For the moment, Hamish and I spent the first ten minutes of the lesson just staring at each other as though neither of us could believe he was allowed to come. Karen had that same sense of impermanence about her when she collected him and I told her that I’d see her next week.
Lunch with Megan was a relief after banging bongos and deafening drums with ten-year olds … no matter how beloved said ten-year olds are. It was a relief to share with someone about Joel and his exhausting need for power over everything. It’s not something you can talk about with everyone – certainly not with people who know the family, and not people who are inclined to interpret it as gossip or draw you into gossip rather than just the quality that presses upon you. But Megan is someone I really feel that is able to be trusted with stuff like that. Joel is kind of overwhelming in a lot of ways. He sets out to be. He wants to be overpowering to a certain extent. He’s kind of funny placed next to Paul who takes things as he finds them, looks for ways to build people up and wrestles with life and engages with people.

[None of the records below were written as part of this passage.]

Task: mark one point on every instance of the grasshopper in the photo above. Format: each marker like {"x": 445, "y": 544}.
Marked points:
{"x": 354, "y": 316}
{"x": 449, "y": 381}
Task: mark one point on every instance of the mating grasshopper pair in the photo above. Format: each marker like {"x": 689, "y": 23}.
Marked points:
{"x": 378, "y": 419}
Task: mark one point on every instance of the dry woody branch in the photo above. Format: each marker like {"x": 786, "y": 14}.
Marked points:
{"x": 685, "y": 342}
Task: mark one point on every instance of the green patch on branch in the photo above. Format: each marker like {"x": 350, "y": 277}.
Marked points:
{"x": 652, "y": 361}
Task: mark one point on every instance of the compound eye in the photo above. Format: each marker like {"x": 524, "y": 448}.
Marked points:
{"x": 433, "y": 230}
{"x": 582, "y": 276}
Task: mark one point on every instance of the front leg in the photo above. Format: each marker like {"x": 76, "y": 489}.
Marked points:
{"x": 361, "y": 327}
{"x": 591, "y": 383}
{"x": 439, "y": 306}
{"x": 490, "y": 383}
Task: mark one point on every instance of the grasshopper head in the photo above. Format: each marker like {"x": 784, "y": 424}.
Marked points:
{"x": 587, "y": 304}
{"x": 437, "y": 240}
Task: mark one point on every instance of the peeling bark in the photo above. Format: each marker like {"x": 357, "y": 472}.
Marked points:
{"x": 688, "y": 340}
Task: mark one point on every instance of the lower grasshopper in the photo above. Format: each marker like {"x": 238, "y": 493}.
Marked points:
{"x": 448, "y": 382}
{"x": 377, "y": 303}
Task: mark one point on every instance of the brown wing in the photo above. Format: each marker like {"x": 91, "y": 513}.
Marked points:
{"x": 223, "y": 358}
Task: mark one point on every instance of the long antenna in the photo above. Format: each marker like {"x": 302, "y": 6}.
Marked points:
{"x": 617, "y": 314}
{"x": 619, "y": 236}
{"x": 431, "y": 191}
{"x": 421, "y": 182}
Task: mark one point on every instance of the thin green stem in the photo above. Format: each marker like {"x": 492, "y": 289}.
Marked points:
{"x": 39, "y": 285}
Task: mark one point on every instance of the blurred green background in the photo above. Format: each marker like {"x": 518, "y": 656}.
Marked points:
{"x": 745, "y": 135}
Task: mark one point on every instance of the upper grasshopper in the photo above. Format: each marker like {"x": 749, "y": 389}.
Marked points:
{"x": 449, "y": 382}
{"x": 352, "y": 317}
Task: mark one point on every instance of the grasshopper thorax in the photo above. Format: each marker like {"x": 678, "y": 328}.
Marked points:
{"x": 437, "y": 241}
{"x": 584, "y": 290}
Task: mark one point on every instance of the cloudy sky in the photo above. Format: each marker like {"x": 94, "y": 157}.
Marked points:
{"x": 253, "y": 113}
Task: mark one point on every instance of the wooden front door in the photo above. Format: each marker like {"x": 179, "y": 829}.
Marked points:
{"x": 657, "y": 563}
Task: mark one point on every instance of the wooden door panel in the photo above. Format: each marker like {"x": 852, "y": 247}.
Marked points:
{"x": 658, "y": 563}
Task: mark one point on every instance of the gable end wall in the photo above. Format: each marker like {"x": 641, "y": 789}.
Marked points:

It turns out that I needn’t have worried about how to raise Emily’s revelation to Megan. She started to talk to me almost immediately about how worried she was about Jonah and how withdrawn he’s been getting. She was horrified when I told her what Emily had said. She and Carlos will have to work out what to tell him and what not to, but I have an idea that Jonah will know that his Mum is going to be sick for a while, but she is not dying. Megan is worrying at present about when the right time to tell him that they’re expecting will be, given that he’s ten and picking up on things that people say. She’s worried about what would happen if he worked it out and then worried about another dead baby without them knowing.
Lord, I am very glad some days not to have to make such decisions. But then, there are days when I would envy Megan her husband and son. Father, please give Megan and Carlos wisdom as they decide what to say to Jonah. May his burdened heart be given rest.
I wonder if Gina has opened her Bible.